A genealogia nietzschiana dos valores se opõe frontalmente ao platonismo.
Os valores para Nietzsche são criações humanas contingentes e imanentes. Na
Vontade de Potência, Nietzsche esclarece essa recusa à metafísica platônica:
O que nos separa mais radicalmente do platonismo é que não acreditamos
mais em conceitos eternos, em valores eternos, em formas eternas, em almas
eternas; e a filosofia, na medida em que é científica e não dogmática, e para
nós apenas uma maior extensão da noção de ”História” A etimologia e a história
da linguagem nos ensinaram a considerar todos os conceitos como advindos,
muitos dentre eles como ainda em devir”
Na leitura que Foucault faz de Nietzsche, diz que a genealogia não se
opõe à história; de fato, ela é uma extensão da história, porque somente a
filosofia histórica pode combater a metafísica, uma filosofia a-histórica por
excelência. A genealogia, então, não se opõe à história, mas ao método
histórico tradicional, preso a pressupostos metafísicos inconscientes; a
genealogia nietzschiana faz um uso crítico do método histórico para descontruir
o idealismo metafísico presente na filosofia, nas ciências e na própria
historiografia, para remover as camadas sedimentadas de sentido que se
impregnaram às coisas, naturalizando-as sob a forma de substâncias eternas e
imutáveis.
A Genealogia, segundo Foucault, busca a crítica dos valores dominantes,
isto é, valores hegemônicos no edifício cultural da sociedade, que determinam a
conduta do homem atual, mas que possivelmente nasceram de “construções
forçadas” (invenções) de uma época e que já deveriam ter sido superados ou
estar a caminho de tal.
O que Foucault pretende analisar é a episteme ocidental. A palavra
“episteme” é a simples transliteração do termo grego que quer dizer saber ou
ciência. No sentido epistemológico antigo, a “episteme” não passa da simples
“opinião” ou do mero “saber” pré-científico. Já no século XVII, já sob a
influência do cartesianismo filosófico e cientifico, a episteme se apresenta
como o pensamento do homem culto, do “homem honesto”, com tudo o que ela
comporta de opinião, de aquisições culturais anteriores à ciência e ao Cogito,
de hábitos estranhos ou contrários do Cogito e aos da ciência, embora já
impregnados pela emergência do Cogito e das ciências, bem como por sua
filosofia e pela metodologia da mathesis universalis. Nesse sentido, a episteme
vai-se caracterizar, não pela pureza do santuário epistemológico, nem pela
profanidade daquilo que permanece fora do santuário, mas pela exportação, para
fora do santuário, dos valores que ele encerrava, o que implica uma transgressão
dos gestos puros do santuário. Assim, a fisionomia da episteme vai depender do
estado de suas emergências científicas e racionais cuja linguagem todo mundo
fala ou pretende falar.
O autor orienta a busca do conhecimento acerca da Moral deve ser operada
através das cores “azul” e “cinza”, isto é, o “cinza” é o abandono da busca
metafísica da verdade, e sim, um conhecimento através da crítica histórica.

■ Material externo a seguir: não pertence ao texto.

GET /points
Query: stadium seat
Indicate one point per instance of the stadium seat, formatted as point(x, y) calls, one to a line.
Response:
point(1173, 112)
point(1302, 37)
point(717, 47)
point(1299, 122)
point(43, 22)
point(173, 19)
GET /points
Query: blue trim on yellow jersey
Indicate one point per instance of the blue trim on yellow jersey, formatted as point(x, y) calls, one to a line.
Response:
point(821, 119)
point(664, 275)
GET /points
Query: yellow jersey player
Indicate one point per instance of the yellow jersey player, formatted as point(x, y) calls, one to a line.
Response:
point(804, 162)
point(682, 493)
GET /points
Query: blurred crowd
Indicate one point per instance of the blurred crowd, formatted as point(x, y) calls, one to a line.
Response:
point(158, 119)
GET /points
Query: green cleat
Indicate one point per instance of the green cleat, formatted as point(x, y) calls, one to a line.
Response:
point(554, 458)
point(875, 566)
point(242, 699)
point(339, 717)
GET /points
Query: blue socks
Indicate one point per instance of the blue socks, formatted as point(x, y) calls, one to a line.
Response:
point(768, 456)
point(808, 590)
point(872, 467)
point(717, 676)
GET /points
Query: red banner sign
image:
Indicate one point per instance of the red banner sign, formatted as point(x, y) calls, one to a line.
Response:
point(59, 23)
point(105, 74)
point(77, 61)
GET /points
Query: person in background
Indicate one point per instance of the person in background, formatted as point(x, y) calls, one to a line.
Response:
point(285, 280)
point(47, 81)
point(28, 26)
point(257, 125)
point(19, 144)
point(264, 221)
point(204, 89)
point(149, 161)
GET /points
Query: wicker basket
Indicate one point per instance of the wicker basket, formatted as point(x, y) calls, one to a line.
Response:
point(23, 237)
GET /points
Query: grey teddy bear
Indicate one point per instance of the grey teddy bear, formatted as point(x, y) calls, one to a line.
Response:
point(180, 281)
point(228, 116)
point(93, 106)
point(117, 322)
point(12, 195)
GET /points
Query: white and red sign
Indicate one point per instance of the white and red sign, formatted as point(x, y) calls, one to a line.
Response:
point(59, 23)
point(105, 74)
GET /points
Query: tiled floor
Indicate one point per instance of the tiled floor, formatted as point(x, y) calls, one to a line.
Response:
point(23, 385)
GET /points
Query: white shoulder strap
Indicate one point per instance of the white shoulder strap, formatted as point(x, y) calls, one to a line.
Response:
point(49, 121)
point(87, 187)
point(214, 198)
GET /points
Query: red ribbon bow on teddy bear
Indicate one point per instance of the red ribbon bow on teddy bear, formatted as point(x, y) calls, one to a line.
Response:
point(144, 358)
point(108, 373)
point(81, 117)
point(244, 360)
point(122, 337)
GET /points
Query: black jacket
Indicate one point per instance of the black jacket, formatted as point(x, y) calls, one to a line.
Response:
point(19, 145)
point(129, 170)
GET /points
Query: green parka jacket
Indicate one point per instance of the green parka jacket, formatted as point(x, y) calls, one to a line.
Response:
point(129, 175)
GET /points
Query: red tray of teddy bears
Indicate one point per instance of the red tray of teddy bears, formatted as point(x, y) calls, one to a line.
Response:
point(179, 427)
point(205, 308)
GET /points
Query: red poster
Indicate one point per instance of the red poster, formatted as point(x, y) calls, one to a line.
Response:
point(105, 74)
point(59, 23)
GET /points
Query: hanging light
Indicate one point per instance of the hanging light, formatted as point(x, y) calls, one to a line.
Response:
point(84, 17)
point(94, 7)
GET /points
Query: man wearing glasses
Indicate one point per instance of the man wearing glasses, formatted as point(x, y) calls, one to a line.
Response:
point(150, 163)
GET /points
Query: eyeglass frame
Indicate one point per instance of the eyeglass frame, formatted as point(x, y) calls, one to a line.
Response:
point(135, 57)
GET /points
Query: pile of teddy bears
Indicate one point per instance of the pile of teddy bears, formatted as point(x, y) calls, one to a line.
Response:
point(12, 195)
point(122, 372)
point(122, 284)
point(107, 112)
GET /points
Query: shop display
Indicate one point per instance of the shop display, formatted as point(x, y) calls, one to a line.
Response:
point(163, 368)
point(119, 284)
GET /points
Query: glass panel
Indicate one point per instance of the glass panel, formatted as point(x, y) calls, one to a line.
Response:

A reflexão acerca de uma Moral em Foucault passa pelo esforço de análise
e questionamento da forma como o “discurso científico” adotou estes objetos
como fruto de sua investigação. E como, posteriormente, esta conceituação foi
incorporada pelo discurso político e também do senso comum, criando um “vício”
de percepção do que seja a loucura e a sexualidade, uma vez que tais
teorizações podem ter caducado, isto é, não atendem mais às necessidades da
sociedade atual, mas persistem como discurso hegemônico, possibilitando o
“sufocamento e o atrofiamento” da sociedade e da vida.
Esta “inovação” se fez necessária desde Nietzsche quando este diz que
todos os filósofos têm o defeito de partirem do homem atual e acreditarem
chegar no alvo por uma análise dele.
Esta referência mostra a inspiração de Nietzsche em romper com o
paradigma tradicional e será também adotado por Foucault. Ainda baseado em
Nietzsche é discutida a questão da força, ou seja, a potência de dar nome, dar
valor às coisas, o que será retomado por Foucault como prática social, ou seja,
os valores são impostos e sofrem transformações de acordo com as relações de
poder vigentes, que podem ser diferentes de acordo com o contexto histórico.
Logo, os valores são construídos e pregados devido à necessidade de manutenção
do poder ou do tecido social em um dado momento histórico.
Em contrapartida, a abordagem histórica genealógica não significa
“endossar” um modelo ou um conceito, mas sim, ao refletir criticamente sobre
ele, perceber seu caráter contingencial e não natural (metafísico). Neste
sentido, pode-se dizer que é um “olhar” que pretende desvelar um outro olhar já
estabelecido, com vistas a elucidar a “miopia” deste olhar ou valores antes
estabelecidos e “cristalizados” como verdadeiros.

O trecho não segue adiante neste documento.